Alberta spends more than the national average on health care. The President and Chief Executive Officer is also required to present a report to the Board by December 2009 outlining the major reasons for Alberta’s higher per capita health care costs as compared to the per capita health care costs for the rest of Canada and strategies to reduce the difference.

“The six per cent funding increase allocated to Alberta Health Services this spring signaled that we must find greater efficiencies in the health care system and change the way we deliver services,” said Dr. Duckett. “Our current spending rate is nearly $30 million a day or $11 billion annually. We are committed to aligning our expenditures with global funding provided by government but in a way that does not adversely impact the delivery of front-line patient care and continues to ensure quality care and equitable access.”

A significant portion of the six per cent global funding increase provided by government is committed to labour agreements and inflation increases. An additional funding increase of 1.7 per cent or $122 million was allocated to AHS specifically for taking over responsibility for ground emergency medical services (for a total operating funding increase of 7.7 per cent).

“The challenges facing Alberta Health Services are clear,” said Alberta Health Services Board Chair, Ken Hughes. “We need to do a better job in collecting accurate and timely information to assess our system, all with a focus on improving patient care.”

Since the provincial government’s April 2009 budget announcement, AHS has maintained strict adherence to the Board approved interim expenditure plan limiting spending in the first three months fiscal year 2009/10 to the last three months of fiscal year 2008/09.
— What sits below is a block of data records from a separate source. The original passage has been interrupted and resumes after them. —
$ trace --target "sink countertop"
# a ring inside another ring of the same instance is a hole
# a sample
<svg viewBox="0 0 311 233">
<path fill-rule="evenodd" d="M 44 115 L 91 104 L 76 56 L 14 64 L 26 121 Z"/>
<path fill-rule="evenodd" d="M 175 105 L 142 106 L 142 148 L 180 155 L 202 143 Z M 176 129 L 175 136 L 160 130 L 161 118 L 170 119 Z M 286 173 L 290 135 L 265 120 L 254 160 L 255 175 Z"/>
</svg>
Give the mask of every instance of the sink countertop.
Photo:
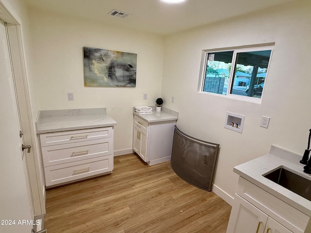
<svg viewBox="0 0 311 233">
<path fill-rule="evenodd" d="M 272 146 L 269 154 L 238 165 L 233 171 L 308 216 L 311 216 L 311 201 L 264 177 L 281 166 L 308 180 L 311 175 L 303 172 L 302 156 Z"/>
<path fill-rule="evenodd" d="M 106 108 L 40 111 L 35 122 L 37 133 L 116 125 Z"/>
<path fill-rule="evenodd" d="M 135 113 L 135 107 L 133 108 L 133 114 L 148 123 L 158 122 L 160 121 L 166 121 L 168 120 L 175 120 L 178 119 L 178 113 L 164 107 L 162 107 L 161 112 L 156 112 L 156 107 L 153 108 L 153 112 L 151 114 L 143 114 L 139 115 Z"/>
</svg>

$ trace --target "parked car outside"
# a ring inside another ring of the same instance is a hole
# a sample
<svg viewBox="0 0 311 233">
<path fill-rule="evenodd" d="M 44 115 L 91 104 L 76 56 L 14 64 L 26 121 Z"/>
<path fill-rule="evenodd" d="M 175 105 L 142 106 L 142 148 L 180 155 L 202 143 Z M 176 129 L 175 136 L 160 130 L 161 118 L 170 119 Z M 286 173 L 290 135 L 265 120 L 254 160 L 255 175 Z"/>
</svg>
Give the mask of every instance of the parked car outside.
<svg viewBox="0 0 311 233">
<path fill-rule="evenodd" d="M 254 92 L 253 92 L 253 95 L 261 95 L 262 94 L 262 89 L 263 89 L 263 86 L 264 85 L 264 82 L 261 83 L 258 85 L 254 85 Z M 246 89 L 245 90 L 245 92 L 247 93 L 248 91 L 248 89 L 249 89 L 249 85 L 246 86 Z"/>
</svg>

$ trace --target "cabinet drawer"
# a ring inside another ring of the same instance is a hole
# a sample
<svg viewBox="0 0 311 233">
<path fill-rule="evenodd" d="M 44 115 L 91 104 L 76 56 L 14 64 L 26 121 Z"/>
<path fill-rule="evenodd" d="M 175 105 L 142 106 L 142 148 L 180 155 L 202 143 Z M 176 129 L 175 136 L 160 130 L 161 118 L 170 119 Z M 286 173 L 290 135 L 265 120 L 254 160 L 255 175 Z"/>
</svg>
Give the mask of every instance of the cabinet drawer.
<svg viewBox="0 0 311 233">
<path fill-rule="evenodd" d="M 50 133 L 40 134 L 41 147 L 83 142 L 113 137 L 112 127 Z"/>
<path fill-rule="evenodd" d="M 106 155 L 44 168 L 47 187 L 111 172 L 113 157 Z"/>
<path fill-rule="evenodd" d="M 292 232 L 304 232 L 309 216 L 241 177 L 237 194 Z"/>
<path fill-rule="evenodd" d="M 43 165 L 49 166 L 112 154 L 112 138 L 41 148 Z"/>
<path fill-rule="evenodd" d="M 140 128 L 148 132 L 148 123 L 137 116 L 134 116 L 134 123 Z"/>
</svg>

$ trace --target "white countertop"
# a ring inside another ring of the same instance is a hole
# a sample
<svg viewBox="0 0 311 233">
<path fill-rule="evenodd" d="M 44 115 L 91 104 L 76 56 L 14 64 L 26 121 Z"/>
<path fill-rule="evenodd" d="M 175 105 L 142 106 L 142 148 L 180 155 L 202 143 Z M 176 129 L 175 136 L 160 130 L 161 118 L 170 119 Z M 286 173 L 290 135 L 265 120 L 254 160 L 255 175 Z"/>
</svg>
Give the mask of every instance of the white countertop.
<svg viewBox="0 0 311 233">
<path fill-rule="evenodd" d="M 135 113 L 135 108 L 133 107 L 133 114 L 148 123 L 166 121 L 168 120 L 176 120 L 178 119 L 178 113 L 162 107 L 161 112 L 156 112 L 155 107 L 153 107 L 153 112 L 151 114 L 139 115 Z"/>
<path fill-rule="evenodd" d="M 309 216 L 311 201 L 262 176 L 282 166 L 311 180 L 311 175 L 303 172 L 305 165 L 299 163 L 302 156 L 272 146 L 270 153 L 236 166 L 233 171 Z"/>
<path fill-rule="evenodd" d="M 37 133 L 116 125 L 106 108 L 40 111 L 35 122 Z"/>
</svg>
“For the past three months we have built a better understanding of the budget and our financial situation and have been developing savings and integration strategies with the goal of reducing the anticipated operating budget without negatively impacting the delivery of patient care,” said Dr. Duckett. “It’s premature to speculate on the specific nature of what types of changes need to occur, however, over the next few months I will be announcing a number of initiatives that will assist us in working toward meeting our financial targets.”

Examples of savings strategies include streamlining management, harnessing the benefits of integration, implementing province-wide procurement and supply management, as well as utilizing available resources efficiently to provide Albertan's with the health services they need in the most appropriate setting.
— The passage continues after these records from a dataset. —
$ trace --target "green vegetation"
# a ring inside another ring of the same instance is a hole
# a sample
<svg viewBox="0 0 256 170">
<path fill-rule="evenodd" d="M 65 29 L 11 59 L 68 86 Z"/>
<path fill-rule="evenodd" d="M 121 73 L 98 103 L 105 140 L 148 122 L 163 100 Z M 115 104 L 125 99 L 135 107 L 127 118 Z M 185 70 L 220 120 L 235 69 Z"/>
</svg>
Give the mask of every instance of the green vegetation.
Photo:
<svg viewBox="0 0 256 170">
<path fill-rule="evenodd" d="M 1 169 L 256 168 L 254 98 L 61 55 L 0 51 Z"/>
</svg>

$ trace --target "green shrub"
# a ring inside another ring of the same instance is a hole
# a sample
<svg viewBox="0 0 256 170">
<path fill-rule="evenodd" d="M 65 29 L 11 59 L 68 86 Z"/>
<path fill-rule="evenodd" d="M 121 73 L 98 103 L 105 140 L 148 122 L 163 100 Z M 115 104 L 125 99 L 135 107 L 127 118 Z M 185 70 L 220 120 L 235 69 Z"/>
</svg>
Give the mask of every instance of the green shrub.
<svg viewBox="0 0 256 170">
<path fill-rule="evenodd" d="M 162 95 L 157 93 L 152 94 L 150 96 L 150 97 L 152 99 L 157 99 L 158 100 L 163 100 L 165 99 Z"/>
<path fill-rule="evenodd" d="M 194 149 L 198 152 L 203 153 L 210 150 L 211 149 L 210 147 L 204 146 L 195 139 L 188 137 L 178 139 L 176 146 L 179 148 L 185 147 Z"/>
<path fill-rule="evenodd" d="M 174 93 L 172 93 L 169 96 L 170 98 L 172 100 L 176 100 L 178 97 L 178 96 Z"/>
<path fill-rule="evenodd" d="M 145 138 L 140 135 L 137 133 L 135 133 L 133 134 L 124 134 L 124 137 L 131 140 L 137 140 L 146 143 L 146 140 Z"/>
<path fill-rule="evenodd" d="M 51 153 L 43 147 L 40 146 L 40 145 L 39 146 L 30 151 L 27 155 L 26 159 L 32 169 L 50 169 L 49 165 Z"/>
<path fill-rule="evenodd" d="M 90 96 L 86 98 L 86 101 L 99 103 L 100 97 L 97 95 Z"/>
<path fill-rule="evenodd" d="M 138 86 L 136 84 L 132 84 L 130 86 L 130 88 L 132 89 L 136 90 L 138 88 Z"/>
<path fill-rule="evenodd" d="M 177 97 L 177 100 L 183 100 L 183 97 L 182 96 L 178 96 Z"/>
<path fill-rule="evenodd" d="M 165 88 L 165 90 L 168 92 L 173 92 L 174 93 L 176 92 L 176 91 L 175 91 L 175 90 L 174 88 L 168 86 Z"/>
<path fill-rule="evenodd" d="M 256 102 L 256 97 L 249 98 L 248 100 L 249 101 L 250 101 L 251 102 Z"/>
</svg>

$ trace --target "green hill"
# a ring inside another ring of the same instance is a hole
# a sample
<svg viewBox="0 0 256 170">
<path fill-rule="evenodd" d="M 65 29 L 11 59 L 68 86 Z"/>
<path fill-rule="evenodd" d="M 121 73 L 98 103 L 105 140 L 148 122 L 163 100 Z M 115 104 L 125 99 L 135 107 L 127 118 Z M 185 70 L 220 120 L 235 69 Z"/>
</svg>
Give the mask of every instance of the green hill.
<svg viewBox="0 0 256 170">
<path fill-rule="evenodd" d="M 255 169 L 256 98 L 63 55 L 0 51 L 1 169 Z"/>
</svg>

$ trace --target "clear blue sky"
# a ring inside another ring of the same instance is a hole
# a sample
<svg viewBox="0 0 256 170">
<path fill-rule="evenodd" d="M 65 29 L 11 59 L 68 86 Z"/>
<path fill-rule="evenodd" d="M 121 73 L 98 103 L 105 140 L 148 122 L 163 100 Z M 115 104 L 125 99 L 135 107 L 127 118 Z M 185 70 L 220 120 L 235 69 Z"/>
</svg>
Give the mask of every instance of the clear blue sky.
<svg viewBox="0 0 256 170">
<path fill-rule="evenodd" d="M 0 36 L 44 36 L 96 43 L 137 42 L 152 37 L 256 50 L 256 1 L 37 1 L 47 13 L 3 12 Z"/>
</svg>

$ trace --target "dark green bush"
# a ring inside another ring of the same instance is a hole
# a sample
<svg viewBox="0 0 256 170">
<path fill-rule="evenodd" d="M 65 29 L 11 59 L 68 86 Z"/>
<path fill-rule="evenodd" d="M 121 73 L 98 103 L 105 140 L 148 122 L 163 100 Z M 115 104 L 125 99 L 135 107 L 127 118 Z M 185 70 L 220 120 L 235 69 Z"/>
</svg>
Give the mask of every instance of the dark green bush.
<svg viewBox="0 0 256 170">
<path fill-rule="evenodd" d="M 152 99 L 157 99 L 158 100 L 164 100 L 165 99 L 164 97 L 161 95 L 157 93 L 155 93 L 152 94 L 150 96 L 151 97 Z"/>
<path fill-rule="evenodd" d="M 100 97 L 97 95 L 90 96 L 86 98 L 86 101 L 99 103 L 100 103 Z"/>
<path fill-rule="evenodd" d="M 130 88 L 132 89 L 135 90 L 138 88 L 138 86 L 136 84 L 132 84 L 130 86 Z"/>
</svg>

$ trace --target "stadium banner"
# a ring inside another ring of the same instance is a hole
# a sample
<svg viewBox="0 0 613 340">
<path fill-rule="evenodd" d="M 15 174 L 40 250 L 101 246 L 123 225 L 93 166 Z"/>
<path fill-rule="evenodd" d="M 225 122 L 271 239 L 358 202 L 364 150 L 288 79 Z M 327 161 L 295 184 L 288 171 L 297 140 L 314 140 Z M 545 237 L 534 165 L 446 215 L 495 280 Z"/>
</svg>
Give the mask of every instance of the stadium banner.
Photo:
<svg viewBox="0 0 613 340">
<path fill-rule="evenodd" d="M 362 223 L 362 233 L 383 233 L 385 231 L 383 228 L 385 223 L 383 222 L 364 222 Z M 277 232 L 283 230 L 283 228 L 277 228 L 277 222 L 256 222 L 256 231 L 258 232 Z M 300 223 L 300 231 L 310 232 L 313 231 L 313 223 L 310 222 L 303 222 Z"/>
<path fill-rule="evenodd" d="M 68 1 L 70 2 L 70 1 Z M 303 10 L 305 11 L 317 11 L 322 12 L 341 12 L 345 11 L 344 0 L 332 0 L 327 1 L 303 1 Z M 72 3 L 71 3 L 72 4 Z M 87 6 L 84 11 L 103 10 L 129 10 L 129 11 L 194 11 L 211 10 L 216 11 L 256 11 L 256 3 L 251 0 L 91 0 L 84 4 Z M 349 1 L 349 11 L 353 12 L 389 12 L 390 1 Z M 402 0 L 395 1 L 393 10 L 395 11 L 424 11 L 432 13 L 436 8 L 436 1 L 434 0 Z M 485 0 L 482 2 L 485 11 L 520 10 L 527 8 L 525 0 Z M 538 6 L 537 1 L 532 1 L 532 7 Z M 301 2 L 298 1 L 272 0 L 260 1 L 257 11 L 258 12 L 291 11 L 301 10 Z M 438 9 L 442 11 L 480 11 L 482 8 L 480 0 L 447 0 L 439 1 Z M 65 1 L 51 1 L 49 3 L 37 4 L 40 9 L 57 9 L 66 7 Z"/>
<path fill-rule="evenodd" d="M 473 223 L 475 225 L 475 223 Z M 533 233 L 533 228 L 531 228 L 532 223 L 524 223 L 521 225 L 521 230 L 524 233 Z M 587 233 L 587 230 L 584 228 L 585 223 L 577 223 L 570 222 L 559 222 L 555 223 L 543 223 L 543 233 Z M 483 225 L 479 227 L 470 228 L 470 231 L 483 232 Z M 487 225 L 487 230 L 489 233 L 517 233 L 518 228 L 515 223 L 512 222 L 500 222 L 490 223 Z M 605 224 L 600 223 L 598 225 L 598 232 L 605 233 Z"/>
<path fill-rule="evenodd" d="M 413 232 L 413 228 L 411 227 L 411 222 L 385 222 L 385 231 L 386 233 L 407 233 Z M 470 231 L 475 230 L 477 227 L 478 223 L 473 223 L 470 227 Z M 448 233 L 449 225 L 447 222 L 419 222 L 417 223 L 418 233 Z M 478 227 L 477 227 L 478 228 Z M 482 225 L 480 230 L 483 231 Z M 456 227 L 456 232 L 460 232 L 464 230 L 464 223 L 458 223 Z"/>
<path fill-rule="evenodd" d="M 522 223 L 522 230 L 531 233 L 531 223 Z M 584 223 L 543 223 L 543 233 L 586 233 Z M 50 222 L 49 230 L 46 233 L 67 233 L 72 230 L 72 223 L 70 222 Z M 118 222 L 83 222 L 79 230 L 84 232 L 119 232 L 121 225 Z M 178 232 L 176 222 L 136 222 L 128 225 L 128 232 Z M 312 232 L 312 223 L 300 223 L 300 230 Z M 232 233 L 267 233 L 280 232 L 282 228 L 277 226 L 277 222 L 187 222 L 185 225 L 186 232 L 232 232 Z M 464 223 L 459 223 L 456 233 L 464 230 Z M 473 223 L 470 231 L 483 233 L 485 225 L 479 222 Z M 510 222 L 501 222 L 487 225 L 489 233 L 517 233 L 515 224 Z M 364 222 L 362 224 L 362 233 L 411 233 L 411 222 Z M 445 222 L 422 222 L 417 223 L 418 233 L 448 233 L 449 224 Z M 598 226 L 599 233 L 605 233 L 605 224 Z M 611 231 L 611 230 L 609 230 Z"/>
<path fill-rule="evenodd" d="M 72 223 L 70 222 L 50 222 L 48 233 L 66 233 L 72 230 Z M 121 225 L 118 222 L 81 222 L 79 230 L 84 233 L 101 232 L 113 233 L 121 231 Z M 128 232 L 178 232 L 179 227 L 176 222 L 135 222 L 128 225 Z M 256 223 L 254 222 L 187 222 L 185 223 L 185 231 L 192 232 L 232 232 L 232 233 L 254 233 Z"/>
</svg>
As the largest health care provider in Canada and largest single employer in Alberta, in its first year Alberta Health Services has managed the integration of its predecessor organizations (nine Regional Health Authorities, AADAC, Alberta Cancer Board and Alberta Mental Health Board) and established a strategic direction and organizational structure to set a strong foundation for the future.

Today the Board also approved the release of the financial statements and schedules of salaries and benefits for the predecessor organizations. Details are available on the ‘latest news’ link on the AHS website homepage at

Alberta Health Services is the provincial health authority responsible for planning and delivering health supports and services for more than 3.5 million adults and children living in Alberta. Its mission is to provide a quality, patient-focused health system that is accessible and sustainable for all Albertans.